Judge Puts Studios on Hold in Ad-Skipping DVR Case30 May, 2012 By: Erik Gruenwedel
A U.S. District Court judge May 30 issued a temporary restraining order on breach of contract and copyright infringement lawsuits filed separately by 20th Century Fox Television, CBS Corp. and NBC Universal against Dish Network regarding its Auto Hop ad-skipping DVR platform.
Judge Laura Swain delayed a hearing of the studios’ cases until July 2 in order to first hear a request for declaratory judgment by Dish, which believes its voluntary Auto Hop service is legal. Englewood, Colo.-based Dish filed its suit first against the studios (including ABC TV) after they refused to air its TV spots touting Auto Hop.
After days of media executives voicing outrage at the rollout of Auto Hop, the studios last week filed their complaints against Dish in Los Angeles District Court.

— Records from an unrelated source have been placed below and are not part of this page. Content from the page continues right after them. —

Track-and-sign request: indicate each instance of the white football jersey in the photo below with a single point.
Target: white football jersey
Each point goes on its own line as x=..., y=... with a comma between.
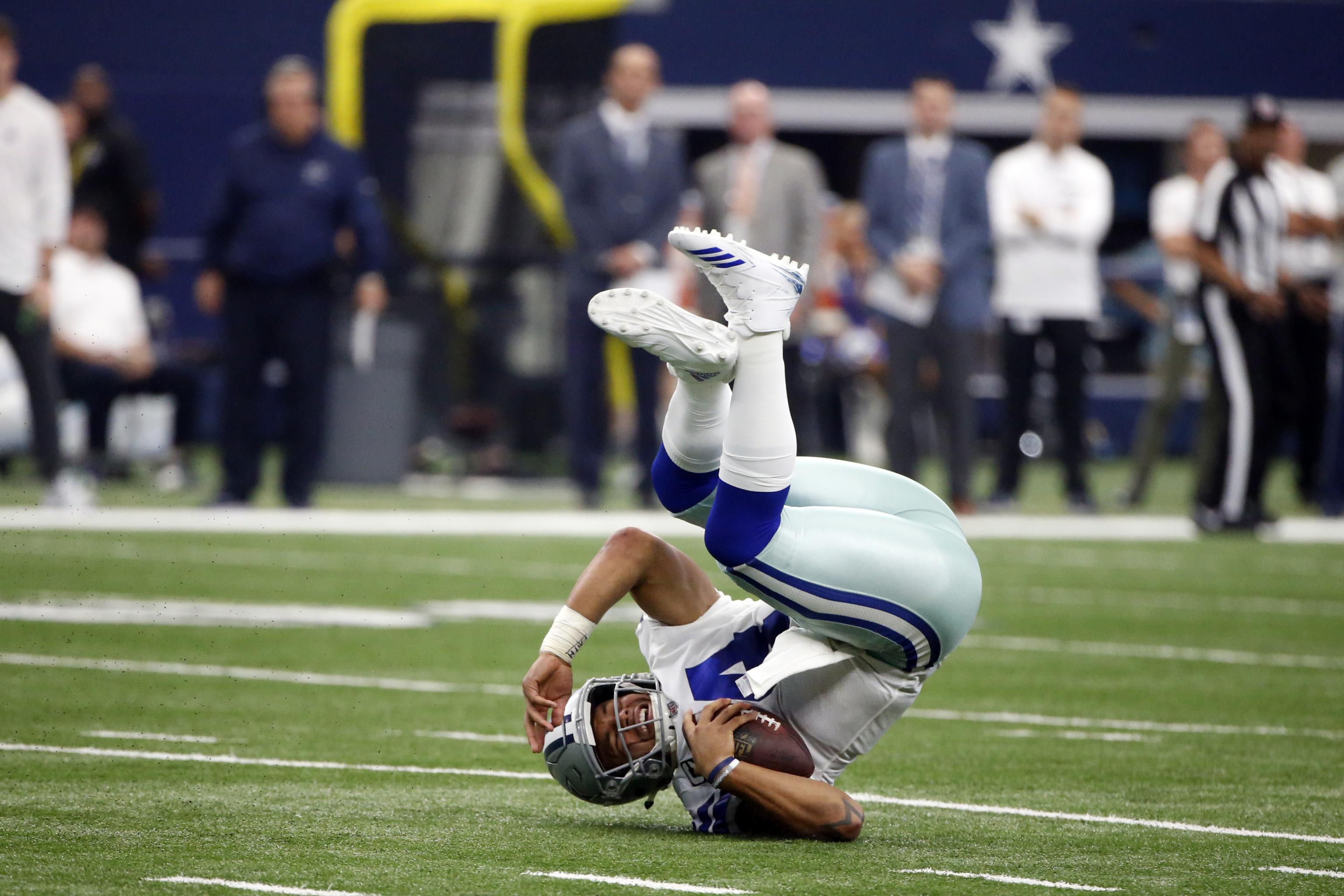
x=840, y=711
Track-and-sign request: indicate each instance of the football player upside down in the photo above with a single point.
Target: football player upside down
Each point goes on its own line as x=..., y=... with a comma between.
x=863, y=585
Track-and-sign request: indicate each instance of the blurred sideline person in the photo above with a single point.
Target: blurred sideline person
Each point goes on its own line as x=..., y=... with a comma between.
x=772, y=195
x=111, y=168
x=271, y=245
x=1309, y=262
x=101, y=335
x=1171, y=218
x=1332, y=462
x=621, y=182
x=844, y=342
x=1050, y=206
x=34, y=218
x=929, y=220
x=1238, y=229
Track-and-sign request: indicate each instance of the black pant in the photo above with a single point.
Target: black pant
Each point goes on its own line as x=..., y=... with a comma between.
x=1309, y=352
x=292, y=323
x=1069, y=339
x=97, y=387
x=953, y=350
x=32, y=343
x=1245, y=375
x=585, y=393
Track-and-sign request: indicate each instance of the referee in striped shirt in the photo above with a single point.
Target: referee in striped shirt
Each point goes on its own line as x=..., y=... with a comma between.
x=1238, y=229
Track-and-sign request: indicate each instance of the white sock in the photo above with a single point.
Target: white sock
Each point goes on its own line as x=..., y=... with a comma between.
x=760, y=445
x=693, y=429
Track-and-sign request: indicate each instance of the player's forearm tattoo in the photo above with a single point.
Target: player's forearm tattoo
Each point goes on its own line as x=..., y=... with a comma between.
x=846, y=826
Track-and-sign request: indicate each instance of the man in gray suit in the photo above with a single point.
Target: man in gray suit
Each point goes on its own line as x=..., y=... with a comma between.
x=621, y=182
x=929, y=220
x=769, y=194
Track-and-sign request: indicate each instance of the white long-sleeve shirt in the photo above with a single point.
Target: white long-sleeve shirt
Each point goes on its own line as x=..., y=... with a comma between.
x=34, y=186
x=1051, y=270
x=1306, y=191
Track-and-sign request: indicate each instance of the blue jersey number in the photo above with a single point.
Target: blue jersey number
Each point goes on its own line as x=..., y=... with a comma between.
x=718, y=676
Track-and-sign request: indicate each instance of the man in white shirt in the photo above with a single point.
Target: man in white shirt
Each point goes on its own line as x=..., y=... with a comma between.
x=34, y=213
x=101, y=335
x=1332, y=465
x=1050, y=206
x=1308, y=264
x=1172, y=224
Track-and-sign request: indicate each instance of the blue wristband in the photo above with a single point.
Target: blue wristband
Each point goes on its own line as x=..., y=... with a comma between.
x=715, y=771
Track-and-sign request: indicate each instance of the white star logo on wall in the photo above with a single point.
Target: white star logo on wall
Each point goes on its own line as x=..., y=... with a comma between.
x=1023, y=46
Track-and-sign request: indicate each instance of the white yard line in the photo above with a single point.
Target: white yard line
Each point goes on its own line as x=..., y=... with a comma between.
x=510, y=691
x=1159, y=559
x=226, y=760
x=635, y=882
x=151, y=735
x=1120, y=724
x=123, y=609
x=586, y=525
x=1077, y=735
x=119, y=609
x=473, y=735
x=296, y=559
x=1132, y=599
x=259, y=889
x=1102, y=820
x=536, y=776
x=517, y=612
x=1151, y=652
x=1007, y=879
x=332, y=522
x=1315, y=872
x=256, y=675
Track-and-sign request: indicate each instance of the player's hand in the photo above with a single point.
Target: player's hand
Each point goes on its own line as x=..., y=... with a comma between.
x=711, y=738
x=546, y=688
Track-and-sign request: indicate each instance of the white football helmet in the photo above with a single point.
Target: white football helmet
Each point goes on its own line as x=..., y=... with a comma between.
x=570, y=750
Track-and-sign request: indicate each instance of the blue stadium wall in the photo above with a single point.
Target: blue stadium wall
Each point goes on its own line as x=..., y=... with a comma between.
x=187, y=74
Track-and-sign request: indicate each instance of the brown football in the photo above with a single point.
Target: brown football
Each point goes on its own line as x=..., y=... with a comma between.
x=770, y=742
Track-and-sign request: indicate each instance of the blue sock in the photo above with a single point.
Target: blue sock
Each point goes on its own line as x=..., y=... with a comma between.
x=742, y=523
x=680, y=490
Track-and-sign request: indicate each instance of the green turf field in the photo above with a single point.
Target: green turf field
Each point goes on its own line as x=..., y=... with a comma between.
x=1047, y=654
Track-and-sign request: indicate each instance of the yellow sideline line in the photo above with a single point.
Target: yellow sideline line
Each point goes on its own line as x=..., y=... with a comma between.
x=515, y=23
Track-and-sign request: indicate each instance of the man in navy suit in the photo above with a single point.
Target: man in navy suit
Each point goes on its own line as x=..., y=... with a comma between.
x=621, y=180
x=929, y=221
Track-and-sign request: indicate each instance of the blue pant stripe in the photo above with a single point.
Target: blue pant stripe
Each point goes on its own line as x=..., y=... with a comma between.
x=894, y=637
x=859, y=599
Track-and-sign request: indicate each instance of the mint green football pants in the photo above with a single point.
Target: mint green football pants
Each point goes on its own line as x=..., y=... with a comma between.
x=867, y=558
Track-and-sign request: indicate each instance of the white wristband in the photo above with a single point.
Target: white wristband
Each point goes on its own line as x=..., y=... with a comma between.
x=567, y=634
x=728, y=770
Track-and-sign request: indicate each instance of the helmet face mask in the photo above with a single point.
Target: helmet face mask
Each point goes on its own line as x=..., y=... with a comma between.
x=572, y=754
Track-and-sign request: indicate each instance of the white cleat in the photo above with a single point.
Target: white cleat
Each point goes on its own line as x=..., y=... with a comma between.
x=760, y=290
x=695, y=348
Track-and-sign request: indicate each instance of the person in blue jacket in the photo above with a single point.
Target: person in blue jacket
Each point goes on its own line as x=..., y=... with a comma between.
x=290, y=198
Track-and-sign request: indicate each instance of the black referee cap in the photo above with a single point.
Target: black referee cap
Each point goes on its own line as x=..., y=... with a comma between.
x=1264, y=109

Auto Hop allows Dish subscribers to voluntarily skip the ads on up to eight days of recorded primetime programming in high-definition. The ad-skipping DVR does not allow users to skip ads during the live broadcast.
Media reports suggest Dish filed its suit in New York after a 2nd Circuit Court there in 2008 ruled in favor of Cablevision, which wanted to roll out a DVR service that stored subscribers’ video-on-demand movies on a remote server.

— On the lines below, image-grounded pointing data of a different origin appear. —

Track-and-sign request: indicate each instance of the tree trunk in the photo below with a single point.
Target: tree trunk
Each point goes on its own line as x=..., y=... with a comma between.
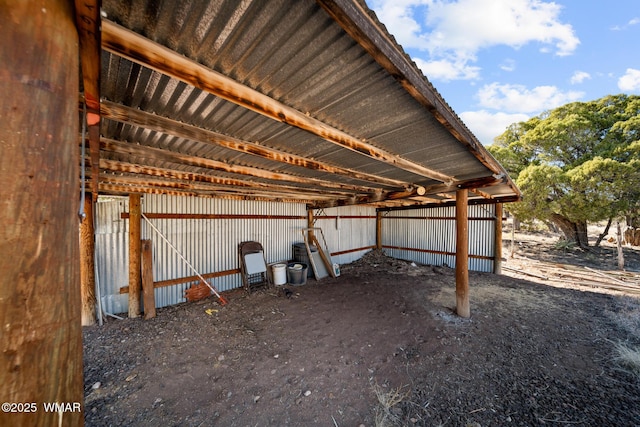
x=41, y=336
x=604, y=233
x=575, y=232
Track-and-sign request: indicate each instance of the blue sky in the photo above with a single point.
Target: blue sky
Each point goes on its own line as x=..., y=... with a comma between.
x=498, y=62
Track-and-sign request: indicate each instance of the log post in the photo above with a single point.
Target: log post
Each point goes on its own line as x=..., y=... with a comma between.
x=147, y=280
x=135, y=279
x=310, y=223
x=462, y=254
x=497, y=252
x=41, y=338
x=379, y=230
x=87, y=263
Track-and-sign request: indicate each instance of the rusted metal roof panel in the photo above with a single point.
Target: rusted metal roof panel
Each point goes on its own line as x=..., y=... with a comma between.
x=315, y=109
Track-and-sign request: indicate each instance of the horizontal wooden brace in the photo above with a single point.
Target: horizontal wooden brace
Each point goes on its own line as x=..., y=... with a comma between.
x=125, y=215
x=172, y=282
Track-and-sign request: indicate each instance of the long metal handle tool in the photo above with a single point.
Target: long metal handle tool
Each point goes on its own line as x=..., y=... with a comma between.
x=222, y=299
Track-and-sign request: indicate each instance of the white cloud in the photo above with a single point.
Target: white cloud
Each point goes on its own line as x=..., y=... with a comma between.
x=454, y=31
x=447, y=70
x=508, y=65
x=486, y=125
x=517, y=98
x=579, y=76
x=630, y=82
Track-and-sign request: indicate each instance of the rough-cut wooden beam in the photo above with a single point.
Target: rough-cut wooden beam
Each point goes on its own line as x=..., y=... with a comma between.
x=172, y=156
x=88, y=23
x=141, y=50
x=87, y=263
x=355, y=20
x=148, y=299
x=462, y=254
x=135, y=117
x=41, y=335
x=142, y=170
x=118, y=189
x=135, y=278
x=497, y=251
x=417, y=195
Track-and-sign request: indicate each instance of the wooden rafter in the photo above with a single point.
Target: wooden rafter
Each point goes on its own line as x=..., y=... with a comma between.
x=128, y=115
x=171, y=156
x=122, y=189
x=136, y=48
x=205, y=187
x=144, y=170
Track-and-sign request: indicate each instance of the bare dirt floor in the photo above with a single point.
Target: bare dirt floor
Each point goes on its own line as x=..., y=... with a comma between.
x=381, y=345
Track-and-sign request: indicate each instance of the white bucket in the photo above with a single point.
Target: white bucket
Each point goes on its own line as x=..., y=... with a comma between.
x=279, y=274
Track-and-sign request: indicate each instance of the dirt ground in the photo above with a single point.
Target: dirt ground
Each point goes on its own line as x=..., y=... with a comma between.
x=380, y=345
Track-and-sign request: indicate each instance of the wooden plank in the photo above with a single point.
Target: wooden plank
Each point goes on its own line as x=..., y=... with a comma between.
x=205, y=187
x=171, y=156
x=379, y=230
x=151, y=215
x=497, y=247
x=366, y=31
x=325, y=258
x=88, y=23
x=141, y=169
x=87, y=263
x=40, y=304
x=141, y=50
x=188, y=279
x=149, y=298
x=462, y=255
x=136, y=117
x=135, y=278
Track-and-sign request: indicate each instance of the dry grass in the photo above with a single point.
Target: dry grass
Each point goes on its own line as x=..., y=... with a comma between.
x=628, y=319
x=629, y=358
x=387, y=399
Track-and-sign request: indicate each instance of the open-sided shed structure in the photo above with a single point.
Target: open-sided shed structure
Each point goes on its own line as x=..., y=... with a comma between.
x=307, y=102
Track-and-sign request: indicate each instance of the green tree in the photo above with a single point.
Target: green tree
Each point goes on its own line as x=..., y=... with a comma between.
x=576, y=164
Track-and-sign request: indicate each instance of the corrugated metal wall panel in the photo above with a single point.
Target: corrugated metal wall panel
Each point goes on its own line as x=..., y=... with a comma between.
x=348, y=228
x=210, y=245
x=112, y=254
x=433, y=233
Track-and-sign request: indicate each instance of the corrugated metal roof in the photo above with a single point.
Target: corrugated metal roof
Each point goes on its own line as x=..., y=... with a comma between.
x=319, y=105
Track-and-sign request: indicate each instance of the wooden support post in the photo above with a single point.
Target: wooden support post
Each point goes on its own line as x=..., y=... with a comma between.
x=497, y=252
x=135, y=280
x=462, y=254
x=147, y=280
x=310, y=224
x=41, y=338
x=87, y=263
x=379, y=230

“We’re pleased that the New York federal court has entered a [temporary restraining order] against Fox until the New York court decides whether the suits filed by Fox, CBS and NBC in California should be enjoined in favor of Dish's suit in New York," R. Stanton Dodge, EVP and general counsel with Dish, said in a statement. “Dish looks forward to presenting its case and prevailing on the merits."